The FAR section of the CPA exam tests financial accounting and reporting across three content areas defined by the AICPA Uniform CPA Examination Blueprints (effective January 1, 2026). Each area carries a specific weight range, and within each area, content is organized into groups.
| Content Area | Blueprint Weight | Number of Groups | Primary Topics |
|---|---|---|---|
| Area I: Financial Reporting | 30-40% | 6 (A-F) | Conceptual framework, financial statement presentation, governmental financial statements, NFP financial statements |
| Area II: Select Balance Sheet Accounts | 30-40% | 9 (A-I) | Cash, receivables, inventory, PP&E, intangibles, investments, payables, equity, revenue recognition |
| Area III: Select Transactions | 25-35% | 7 (A-G) | Accounting changes, leases, bonds and notes, contingencies, pensions, consolidations, foreign currency |
There are 22 groups total across the three areas. The exam draws from all 22, but not equally. Understanding which groups carry the most weight -- and which ones you are weakest in -- is the foundation of any effective study plan.
The exam format consists of five testlets: three MCQ testlets (66 questions total, of which 60 are scored) and two TBS testlets (7 simulations total, of which 6 are scored). MCQs and TBS are weighted roughly 50/50 in the final score.

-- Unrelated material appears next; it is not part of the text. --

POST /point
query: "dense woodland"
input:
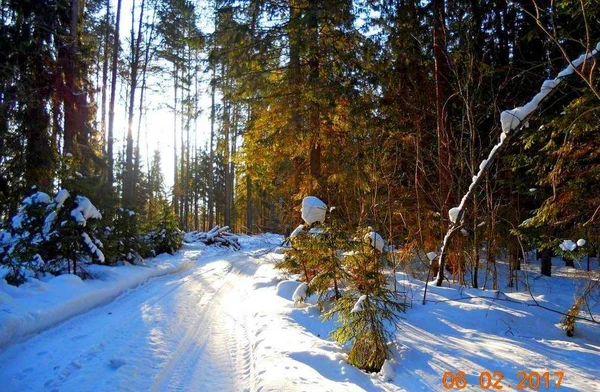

How should first-time candidates prepare for FAR?
First-time candidates face the full breadth of FAR content without any prior exam data to guide them. This means a comprehensive approach is necessary, but it should still be weighted by the blueprint.
Recommended study targets for first-timers:
- Estimate your total study hours. Most candidates who pass FAR report investing 300-400 hours. This is an aggregate estimate, not an AICPA recommendation.
- Map study time to blueprint weights. If Area I is 30-40% of the exam, approximately 30-40% of your study hours should cover Area I topics. Review courses do not always follow this ratio.
- Set a daily MCQ target. 40-50 MCQs per day during active study, with cumulative totals of 2,000-3,000 by exam day.
- Begin TBS practice by week 4. Do not defer simulations to the final week. TBS are 50% of your score and require different skills than MCQs.
- Study governmental and NFP early. These topics appear in Areas I and III and are unfamiliar to most candidates from their academic coursework. Deferring them creates a cramming risk.
- Take at least two full-length practice exams under timed conditions before your exam date.
How should retakers approach FAR differently?
If you have a prior score report, your preparation should look fundamentally different from a first-timer's. The most common retaker mistake is starting their review course over from Module 1. This wastes time on topics you already know.
The retaker approach in five steps:
- Download your score report from NASBA. Write down your Stronger/Comparable/Weaker ratings per content area.
- Map each Weaker area to specific blueprint groups. Area I has 6 groups, Area II has 9 groups, Area III has 7 groups. Identify the 2-4 groups within each weak area.
- Allocate study time based on ratings, not blueprint weights. A Weaker area should receive 50-60% of your study time regardless of its blueprint weight. A Stronger area gets maintenance only (10-15%).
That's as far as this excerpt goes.